Regular Polygon Calculator

Calculate the perimeter, area, internal and external angles, central angles, number of diagonals, and radii of inscribed and circumscribed circles of a regular polygon.

Welcome to the Regular Polygon Calculator—a versatile tool designed to unravel the secrets of these geometric wonders. This calculator goes beyond the basics, allowing you to effortlessly compute various parameters of a regular polygon, from perimeter, area, angles to the radii of inscribed and circumscribed circles, and even more.

Regular Polygon Calculator

Calculate Reset

Definition

A regular polygon is a closed figure with equal sides and equal angles. Understanding its properties involves delving into key parameters, including perimeter, area, internal and external angles, central angle, number of diagonals, apothem, and radii of inscribed and circumscribed circles.

Perimeter: The sum of all sides.

Area: The space enclosed by the polygon.

Internal Angle: The measure of an angle inside the polygon (α in the picture).

Outer Angle: The supplementary angle to the internal angle (β in the picture).

Central Angle: The angle formed at the center of the polygon (θ).

Diagonals Number: The count of straight lines connecting non-adjacent vertices.
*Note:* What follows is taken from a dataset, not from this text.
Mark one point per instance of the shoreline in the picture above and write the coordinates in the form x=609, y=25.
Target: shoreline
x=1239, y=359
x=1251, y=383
Apothem: The distance from the center to the midpoint of a side (h).

Inscribed Circle Radius: The radius of the circle inscribed within the polygon (r, same as Apothem).

Circumscribed Circle Radius: The radius of the circle passing through all vertices (R).

How to Calculate Various Parameters of a Regular Polygon

Let’s delve into the step-by-step calculations for different parameters of a regular polygon using the Regular Polygon Calculator.

1. Perimeter and Area Calculation

Perimeter (P): The perimeter of a regular polygon is calculated by multiplying the number of sides (n) by the length of each side (s).

P = n * s

Area (A): Area is calculated by side length (s) and number of sides (n), using the following formula:

A = 1/4 * n * s² * cot(π/n)

Also, the area is found by multiplying the perimeter by the apothem (a) and dividing the result by 2.

A = (P * a)/2

Example: Consider a regular hexagon with a side length (s) of 6 units.

The perimeter is

P= 6 * 6 =36 units

The area is

A = 1/4 * n * s² * cot(π/n) = 1/4 * 6 * 6² * cot(π/6) = 93.53 square units

2. Internal and External Angles

Internal Angle (α): The internal angle of a regular polygon is given by the formula

α = 180 * (n – 2)/n

External Angle (β): The external angle is complementary to the internal angle, i.e.,

β =180 – α

Example: For a regular pentagon, the internal angle is

α = 180 * (n – 2)/n = 180 * (5 – 2)/5 =108degrees

The external angle is

β =180 – α = 180 – 108 = 72 degrees

3. Central Angle Calculation

Central Angle (θ): The central angle is found by dividing 360 degrees by the number of sides (n).

θ = 360/n

Example: For an octagon, the central angle is

θ = 360/n = 360/8 = 45 degrees

4. Number of Diagonals Calculation

Number of Diagonals (D): The number of diagonals in a regular polygon is given by

D = n * (n – 3)/2

Example: A regular heptagon, the number of diagonals is

D = n * (n – 3)/2 = 7 * (7 – 3)/2 = 14

5. Apothem Calculation

Apothem (a): The apothem is calculated using the formula

a = s/(2 * tan(π/n))

where s is the side length.

Example: For a regular nonagonwith a side length (s) of 8 units, the apothemis

a = s/(2 * tan(π/n)) = 8/(2 * tan(π/9)) = 10.9899 units

6. Radii of Inscribed and Circumscribed Circles Calculation:

Radius of Inscribed Circle (r): The inscribed circle radiusis calculated using the formula

r = s/2 * cot(π/n) = s/(2 * tan(π/n))

Radius of Circumscribed Circle (R): The circumscribedcircle radius is calculated using the formula

R = s/2 * csc(π/n) = s/(2 * sin(π/n))

where s is the side length, n is the number of sides.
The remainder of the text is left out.